E. J. Dionne published an opinion
in the Washington Post where he said:
Bill Clinton is typically described as the empathetic, feel-your-pain guy. But his greatest political skill may be as a formulator of arguments — the explainer in chief.
Somebody emailed me after his speech -- they said, you need to appoint him secretary of explaining stuff... That was pretty good. I like that... the secretary of explaining stuff.
I like it too.
I think Bill Clinton’s abilities as an explainer highlight a big point about explanation. It is an art
- everyone does it a little differently and that’s what makes it special. From The Art of Explanation
Like any art form, explanation thrives on being unique and novel; it succeeds when it helps people see ideas from a new perspective. It is a conscious act that depends on creativity more than a specific formula or set of steps.

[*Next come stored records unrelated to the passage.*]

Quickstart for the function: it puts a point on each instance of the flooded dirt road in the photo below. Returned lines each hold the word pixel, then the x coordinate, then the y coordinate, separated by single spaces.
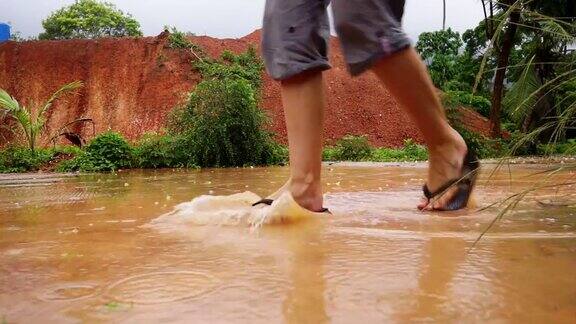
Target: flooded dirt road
pixel 74 249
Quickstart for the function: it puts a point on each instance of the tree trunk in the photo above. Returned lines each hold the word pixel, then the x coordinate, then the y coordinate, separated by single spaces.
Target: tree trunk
pixel 503 58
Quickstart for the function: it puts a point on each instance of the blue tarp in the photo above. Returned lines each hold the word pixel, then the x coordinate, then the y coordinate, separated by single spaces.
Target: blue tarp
pixel 4 32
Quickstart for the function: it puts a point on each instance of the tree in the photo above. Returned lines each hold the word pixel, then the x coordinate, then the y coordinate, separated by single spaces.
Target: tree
pixel 89 19
pixel 503 57
pixel 440 51
pixel 32 120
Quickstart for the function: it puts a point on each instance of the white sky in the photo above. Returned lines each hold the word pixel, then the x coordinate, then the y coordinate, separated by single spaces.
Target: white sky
pixel 229 18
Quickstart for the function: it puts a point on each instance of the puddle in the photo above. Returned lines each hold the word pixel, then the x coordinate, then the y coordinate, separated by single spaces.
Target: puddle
pixel 89 248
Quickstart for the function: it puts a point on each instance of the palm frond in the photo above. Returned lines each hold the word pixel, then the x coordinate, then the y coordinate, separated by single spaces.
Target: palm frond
pixel 518 99
pixel 556 32
pixel 7 102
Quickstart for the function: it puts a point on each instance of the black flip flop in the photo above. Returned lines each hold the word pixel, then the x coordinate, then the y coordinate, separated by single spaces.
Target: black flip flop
pixel 269 202
pixel 464 184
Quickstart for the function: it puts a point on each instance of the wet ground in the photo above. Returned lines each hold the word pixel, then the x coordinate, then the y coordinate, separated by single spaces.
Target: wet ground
pixel 74 249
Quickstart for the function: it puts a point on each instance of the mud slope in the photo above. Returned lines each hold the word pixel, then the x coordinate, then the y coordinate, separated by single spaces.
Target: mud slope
pixel 132 84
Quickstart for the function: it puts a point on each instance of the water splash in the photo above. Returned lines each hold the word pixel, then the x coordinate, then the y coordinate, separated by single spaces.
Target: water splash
pixel 233 210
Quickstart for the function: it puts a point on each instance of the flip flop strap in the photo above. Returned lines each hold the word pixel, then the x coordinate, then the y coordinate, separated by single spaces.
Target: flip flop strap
pixel 264 201
pixel 269 202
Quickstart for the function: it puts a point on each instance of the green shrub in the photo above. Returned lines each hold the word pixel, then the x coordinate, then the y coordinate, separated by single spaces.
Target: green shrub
pixel 330 153
pixel 483 146
pixel 565 148
pixel 155 151
pixel 353 148
pixel 222 126
pixel 179 40
pixel 19 159
pixel 245 66
pixel 481 105
pixel 108 151
pixel 408 153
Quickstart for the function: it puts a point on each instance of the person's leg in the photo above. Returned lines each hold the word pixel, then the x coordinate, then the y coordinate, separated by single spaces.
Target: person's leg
pixel 372 38
pixel 295 49
pixel 406 77
pixel 303 101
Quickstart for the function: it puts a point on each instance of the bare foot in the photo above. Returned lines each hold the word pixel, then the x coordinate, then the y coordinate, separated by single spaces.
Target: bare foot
pixel 445 164
pixel 307 194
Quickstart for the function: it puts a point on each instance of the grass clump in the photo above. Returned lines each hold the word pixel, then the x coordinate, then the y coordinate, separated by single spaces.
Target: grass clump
pixel 410 152
pixel 357 148
pixel 108 151
pixel 353 148
pixel 155 151
pixel 222 125
pixel 21 159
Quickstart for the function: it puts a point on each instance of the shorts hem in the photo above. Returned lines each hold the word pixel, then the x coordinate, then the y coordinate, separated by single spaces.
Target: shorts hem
pixel 357 69
pixel 319 66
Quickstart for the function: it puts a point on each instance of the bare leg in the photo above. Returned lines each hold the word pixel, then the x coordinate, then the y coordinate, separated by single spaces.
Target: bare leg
pixel 303 100
pixel 406 77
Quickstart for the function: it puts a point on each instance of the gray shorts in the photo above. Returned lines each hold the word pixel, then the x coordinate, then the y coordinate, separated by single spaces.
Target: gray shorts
pixel 296 34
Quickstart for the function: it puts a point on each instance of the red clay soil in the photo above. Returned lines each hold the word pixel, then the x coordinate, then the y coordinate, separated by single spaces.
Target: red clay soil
pixel 132 84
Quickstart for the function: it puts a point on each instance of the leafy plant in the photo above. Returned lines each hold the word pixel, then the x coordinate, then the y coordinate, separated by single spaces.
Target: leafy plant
pixel 156 151
pixel 89 19
pixel 467 99
pixel 222 125
pixel 20 159
pixel 245 66
pixel 108 151
pixel 353 148
pixel 180 40
pixel 32 120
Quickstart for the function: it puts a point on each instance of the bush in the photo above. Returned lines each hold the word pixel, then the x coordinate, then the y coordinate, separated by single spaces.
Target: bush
pixel 245 66
pixel 19 159
pixel 109 151
pixel 89 19
pixel 179 40
pixel 222 126
pixel 566 148
pixel 353 148
pixel 409 152
pixel 156 151
pixel 481 105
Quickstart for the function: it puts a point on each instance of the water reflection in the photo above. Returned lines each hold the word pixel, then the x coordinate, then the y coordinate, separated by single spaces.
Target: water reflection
pixel 305 301
pixel 73 249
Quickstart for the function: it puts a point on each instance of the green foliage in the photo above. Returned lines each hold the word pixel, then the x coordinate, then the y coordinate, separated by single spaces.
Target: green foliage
pixel 449 69
pixel 222 125
pixel 353 148
pixel 455 99
pixel 20 159
pixel 32 120
pixel 567 148
pixel 180 40
pixel 244 66
pixel 108 151
pixel 408 153
pixel 157 151
pixel 89 19
pixel 483 146
pixel 357 148
pixel 442 42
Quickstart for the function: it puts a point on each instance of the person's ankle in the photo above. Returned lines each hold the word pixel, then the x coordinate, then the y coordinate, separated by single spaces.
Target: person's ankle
pixel 450 143
pixel 307 193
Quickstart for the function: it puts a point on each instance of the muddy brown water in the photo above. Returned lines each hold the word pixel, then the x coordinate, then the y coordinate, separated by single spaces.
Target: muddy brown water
pixel 73 249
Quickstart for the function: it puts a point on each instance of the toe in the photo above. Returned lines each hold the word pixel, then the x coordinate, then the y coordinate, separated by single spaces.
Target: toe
pixel 424 202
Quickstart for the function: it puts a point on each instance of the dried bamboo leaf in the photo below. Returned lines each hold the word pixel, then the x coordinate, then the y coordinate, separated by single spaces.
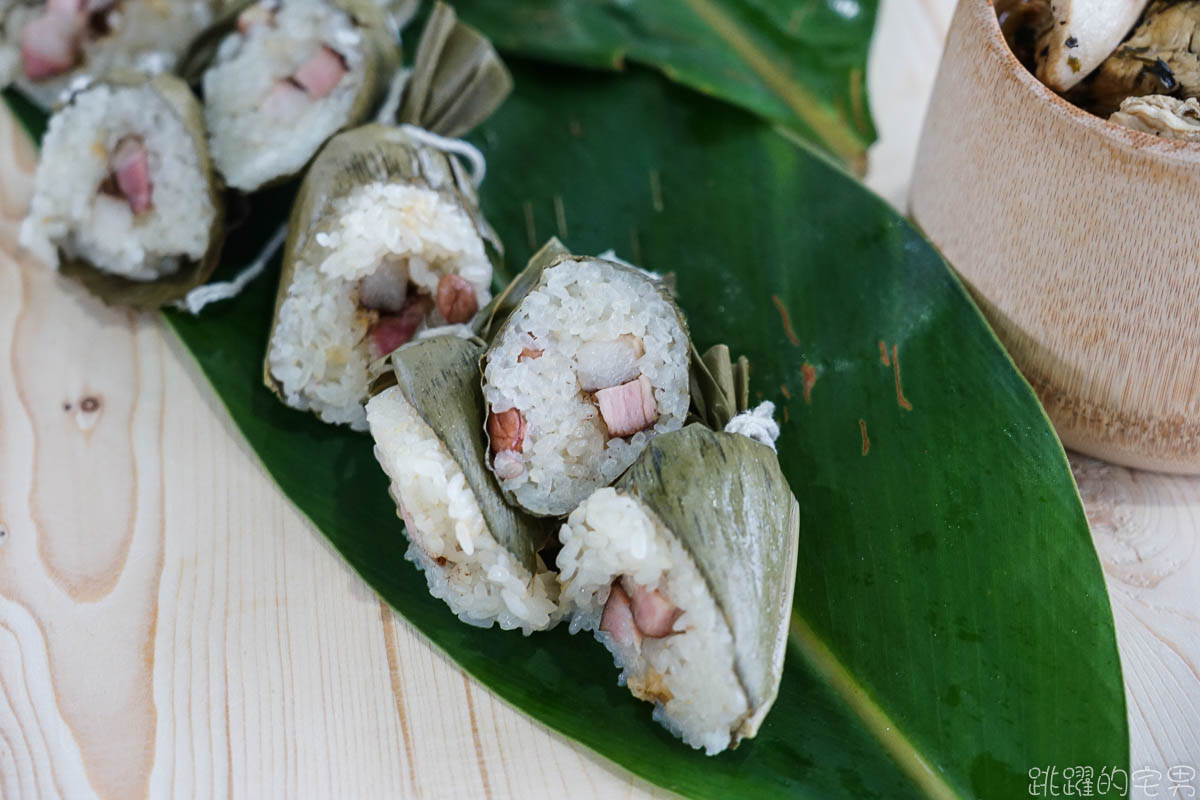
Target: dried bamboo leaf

And so it is with Bill Clinton. His explanations are unique to his style and way of thinking. They reflect specific choices by him (and presumably his speechwriters) that present information a remarkably effective manner. But what’s really happening? What can we learn from Bill Clinton? A couple of thoughts...
Art and science, working together. Facts are often backed up by evidence and it’s easy to assume that they can or will speak for themselves. But it’s just not true. Facts need help to become interesting and understandable. Bill Clinton’s creative talent is packaging facts into a form that makes people care - and that is one of the true goals of explanation - to package and communicate facts in way that makes people understand, care and feel motivated.
Bill Clinton feels your pain. When he packages facts into explanations he does so with an incredible awareness of the audience’s attitudes, styles and perspectives. He can imagine what it’s like for them to hear and feel his words. This is empathy and it's incredibly important to explanations. His explanations are designed to make the audience feel confident by talking to them in a style that comes across as authentic and real.
Of course, a lot more goes into a Clinton speech. His good ‘ole boy informality can be disarming. He builds context, tells great stories and make clear connections. All are important. But the real art of what he does as an explainer boils down to how he approaches facts and packages them into a form that make people care. In that, he is a master.